Maggie Gallagher on Marriage: Keep Fighting

July 3, 2013

Maggie Gallagher reflects on the culture war and recent Supreme Court decisions in an interview with National Review Online’s Kathryn Jean Lopez.

Marriage, after gay marriage, is an under-defined commitment to love and caretaking, whose public character and status is newly uncertain. Why love? Why sex? Why just two? What does this have to do with parenting? What other relationships have an equal right to be counted as marriage?

Gay-marriage advocates will work this out, or more likely ignore — with the exception of a few like David Blankenhorn and Jonathan Rauch — these questions in favor of pursuing an ever more energetic strategy of using the power of law and culture to push new expanded equality norms around gay and transgender relationships.

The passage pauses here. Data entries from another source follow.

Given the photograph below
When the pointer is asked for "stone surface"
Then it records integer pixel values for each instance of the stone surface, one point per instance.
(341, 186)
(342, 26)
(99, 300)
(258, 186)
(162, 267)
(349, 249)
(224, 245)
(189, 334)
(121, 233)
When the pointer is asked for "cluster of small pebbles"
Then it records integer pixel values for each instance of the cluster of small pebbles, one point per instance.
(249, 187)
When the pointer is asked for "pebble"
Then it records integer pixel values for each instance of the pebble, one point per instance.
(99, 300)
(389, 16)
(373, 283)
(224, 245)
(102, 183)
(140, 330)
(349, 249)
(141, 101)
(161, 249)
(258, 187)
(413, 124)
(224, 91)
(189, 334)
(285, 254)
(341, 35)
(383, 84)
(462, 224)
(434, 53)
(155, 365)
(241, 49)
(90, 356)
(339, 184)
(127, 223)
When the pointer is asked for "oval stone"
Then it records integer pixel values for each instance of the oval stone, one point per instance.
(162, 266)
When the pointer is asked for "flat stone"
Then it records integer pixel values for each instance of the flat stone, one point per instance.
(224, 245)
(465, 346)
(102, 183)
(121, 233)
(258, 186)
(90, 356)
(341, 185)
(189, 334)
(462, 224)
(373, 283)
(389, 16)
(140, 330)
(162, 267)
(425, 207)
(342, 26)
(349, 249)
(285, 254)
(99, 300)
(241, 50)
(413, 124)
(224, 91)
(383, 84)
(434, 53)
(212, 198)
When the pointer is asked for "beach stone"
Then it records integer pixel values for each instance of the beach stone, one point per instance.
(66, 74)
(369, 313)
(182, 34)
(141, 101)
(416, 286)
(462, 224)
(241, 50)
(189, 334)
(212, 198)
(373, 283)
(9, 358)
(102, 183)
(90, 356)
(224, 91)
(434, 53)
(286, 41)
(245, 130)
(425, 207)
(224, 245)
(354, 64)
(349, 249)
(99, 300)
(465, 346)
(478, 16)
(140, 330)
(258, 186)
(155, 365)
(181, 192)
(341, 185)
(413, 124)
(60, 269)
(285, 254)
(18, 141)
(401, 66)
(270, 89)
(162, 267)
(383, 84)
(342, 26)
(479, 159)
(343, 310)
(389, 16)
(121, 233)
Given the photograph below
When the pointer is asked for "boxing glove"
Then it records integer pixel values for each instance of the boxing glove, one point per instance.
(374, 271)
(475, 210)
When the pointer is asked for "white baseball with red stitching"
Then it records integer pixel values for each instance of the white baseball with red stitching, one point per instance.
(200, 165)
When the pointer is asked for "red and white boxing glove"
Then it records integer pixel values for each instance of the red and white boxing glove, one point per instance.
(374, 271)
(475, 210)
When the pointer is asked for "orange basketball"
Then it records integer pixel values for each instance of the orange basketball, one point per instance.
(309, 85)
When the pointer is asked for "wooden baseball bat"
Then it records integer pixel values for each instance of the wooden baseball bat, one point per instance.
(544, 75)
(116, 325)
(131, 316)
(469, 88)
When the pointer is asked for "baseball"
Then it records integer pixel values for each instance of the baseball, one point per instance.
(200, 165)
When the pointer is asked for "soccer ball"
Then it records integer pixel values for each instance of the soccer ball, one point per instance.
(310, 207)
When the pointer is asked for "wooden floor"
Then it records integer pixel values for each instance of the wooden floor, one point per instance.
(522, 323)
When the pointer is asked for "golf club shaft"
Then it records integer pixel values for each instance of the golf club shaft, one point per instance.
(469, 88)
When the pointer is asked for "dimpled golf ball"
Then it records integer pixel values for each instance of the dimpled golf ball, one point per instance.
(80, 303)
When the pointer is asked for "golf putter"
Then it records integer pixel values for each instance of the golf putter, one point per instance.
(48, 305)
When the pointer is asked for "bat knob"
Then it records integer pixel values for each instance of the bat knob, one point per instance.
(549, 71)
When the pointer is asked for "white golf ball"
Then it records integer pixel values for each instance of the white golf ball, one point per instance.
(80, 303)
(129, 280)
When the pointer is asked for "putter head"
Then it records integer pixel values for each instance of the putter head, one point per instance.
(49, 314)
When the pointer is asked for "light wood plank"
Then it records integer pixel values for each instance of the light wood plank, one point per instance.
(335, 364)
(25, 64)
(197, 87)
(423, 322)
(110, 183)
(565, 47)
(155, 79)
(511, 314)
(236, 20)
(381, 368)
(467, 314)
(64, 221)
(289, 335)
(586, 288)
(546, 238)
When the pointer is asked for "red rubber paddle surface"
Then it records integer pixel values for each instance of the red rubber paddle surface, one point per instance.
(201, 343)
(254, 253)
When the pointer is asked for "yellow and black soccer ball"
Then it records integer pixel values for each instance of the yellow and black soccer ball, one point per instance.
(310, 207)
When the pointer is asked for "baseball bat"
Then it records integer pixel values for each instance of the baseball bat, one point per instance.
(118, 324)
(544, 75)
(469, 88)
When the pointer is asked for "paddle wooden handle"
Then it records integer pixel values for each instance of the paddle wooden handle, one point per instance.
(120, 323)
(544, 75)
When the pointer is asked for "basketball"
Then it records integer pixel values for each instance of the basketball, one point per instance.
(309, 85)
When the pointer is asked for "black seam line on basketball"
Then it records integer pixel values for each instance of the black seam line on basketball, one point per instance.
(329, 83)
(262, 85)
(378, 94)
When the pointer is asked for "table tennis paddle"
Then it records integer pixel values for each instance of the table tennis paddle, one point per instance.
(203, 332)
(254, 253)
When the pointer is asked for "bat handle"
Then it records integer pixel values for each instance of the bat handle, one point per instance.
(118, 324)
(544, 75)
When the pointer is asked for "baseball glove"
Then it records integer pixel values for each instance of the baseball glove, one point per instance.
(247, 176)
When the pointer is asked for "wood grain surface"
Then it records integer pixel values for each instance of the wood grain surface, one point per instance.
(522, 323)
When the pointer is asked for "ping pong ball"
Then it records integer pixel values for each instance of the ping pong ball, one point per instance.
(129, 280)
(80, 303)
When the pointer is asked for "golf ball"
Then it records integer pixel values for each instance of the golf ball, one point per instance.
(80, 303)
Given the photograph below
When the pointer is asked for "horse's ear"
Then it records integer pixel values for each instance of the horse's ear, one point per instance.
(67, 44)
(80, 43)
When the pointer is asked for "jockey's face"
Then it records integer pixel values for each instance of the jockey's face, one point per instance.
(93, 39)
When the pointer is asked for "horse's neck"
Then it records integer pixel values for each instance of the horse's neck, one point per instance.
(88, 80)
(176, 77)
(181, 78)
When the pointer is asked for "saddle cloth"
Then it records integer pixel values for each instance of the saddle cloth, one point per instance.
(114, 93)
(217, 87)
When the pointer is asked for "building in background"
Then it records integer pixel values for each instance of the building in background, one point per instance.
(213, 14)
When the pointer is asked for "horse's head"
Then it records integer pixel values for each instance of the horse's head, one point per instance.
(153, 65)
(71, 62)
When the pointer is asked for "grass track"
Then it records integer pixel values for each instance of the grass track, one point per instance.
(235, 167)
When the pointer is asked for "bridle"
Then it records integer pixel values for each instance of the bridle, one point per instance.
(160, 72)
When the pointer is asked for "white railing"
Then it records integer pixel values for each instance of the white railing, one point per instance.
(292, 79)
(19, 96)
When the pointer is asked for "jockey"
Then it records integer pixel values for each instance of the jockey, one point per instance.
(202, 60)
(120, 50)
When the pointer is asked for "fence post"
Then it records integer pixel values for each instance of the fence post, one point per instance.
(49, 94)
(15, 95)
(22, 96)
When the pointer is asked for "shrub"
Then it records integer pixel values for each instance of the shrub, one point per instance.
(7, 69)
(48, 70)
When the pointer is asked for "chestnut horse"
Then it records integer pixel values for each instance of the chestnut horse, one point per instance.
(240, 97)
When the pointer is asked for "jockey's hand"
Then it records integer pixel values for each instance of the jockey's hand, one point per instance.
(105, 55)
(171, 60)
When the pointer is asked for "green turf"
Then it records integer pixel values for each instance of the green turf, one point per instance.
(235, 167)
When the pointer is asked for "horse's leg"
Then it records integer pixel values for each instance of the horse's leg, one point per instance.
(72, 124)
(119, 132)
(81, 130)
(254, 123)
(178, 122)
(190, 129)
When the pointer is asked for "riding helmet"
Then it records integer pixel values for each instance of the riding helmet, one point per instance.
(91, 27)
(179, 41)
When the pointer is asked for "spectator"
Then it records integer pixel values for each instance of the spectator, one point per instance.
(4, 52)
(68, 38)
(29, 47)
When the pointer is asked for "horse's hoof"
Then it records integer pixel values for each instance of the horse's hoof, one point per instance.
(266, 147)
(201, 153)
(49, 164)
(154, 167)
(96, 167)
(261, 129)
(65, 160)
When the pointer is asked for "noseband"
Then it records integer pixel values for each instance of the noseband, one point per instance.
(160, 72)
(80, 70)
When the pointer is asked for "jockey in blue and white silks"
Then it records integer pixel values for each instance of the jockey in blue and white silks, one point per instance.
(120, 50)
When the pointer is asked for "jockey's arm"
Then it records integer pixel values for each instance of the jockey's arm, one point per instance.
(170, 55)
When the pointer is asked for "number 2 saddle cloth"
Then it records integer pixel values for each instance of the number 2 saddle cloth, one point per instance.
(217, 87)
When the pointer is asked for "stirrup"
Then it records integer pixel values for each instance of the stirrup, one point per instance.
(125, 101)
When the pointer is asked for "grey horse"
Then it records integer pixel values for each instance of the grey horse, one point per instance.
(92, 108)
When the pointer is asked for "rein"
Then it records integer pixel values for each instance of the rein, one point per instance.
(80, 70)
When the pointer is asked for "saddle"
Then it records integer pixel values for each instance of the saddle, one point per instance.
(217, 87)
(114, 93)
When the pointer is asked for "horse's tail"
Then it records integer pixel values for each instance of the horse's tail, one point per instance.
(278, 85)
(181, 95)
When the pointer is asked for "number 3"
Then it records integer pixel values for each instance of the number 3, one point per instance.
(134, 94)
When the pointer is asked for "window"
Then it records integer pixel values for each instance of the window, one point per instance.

. . . With Kennedy’s judgment, and his contempt of dissent, we’ve entered into a new era of the relationships between the American political order and traditional Judeo-Christian moral views.

(Link to Mark Steyn added.)

Is the fight over, then?

Will we concede the legitimacy of Kennedy’s fatwa against us, or will we respond with a sustained opposition — legal, political, cultural, and of the moral imagination?

I don’t believe in inevitability, I believe in human freedom and our power to shape the future. So it depends on us.

One Response to “Maggie Gallagher on Marriage: Keep Fighting”

  1. Snoodickle Says:

    It’s over. Give it up. I would bet the farm that the Supreme Court announces a constitutional right to gay marriage within the next 20 years, and that it’s accepted by a vast majority of society within the next few years.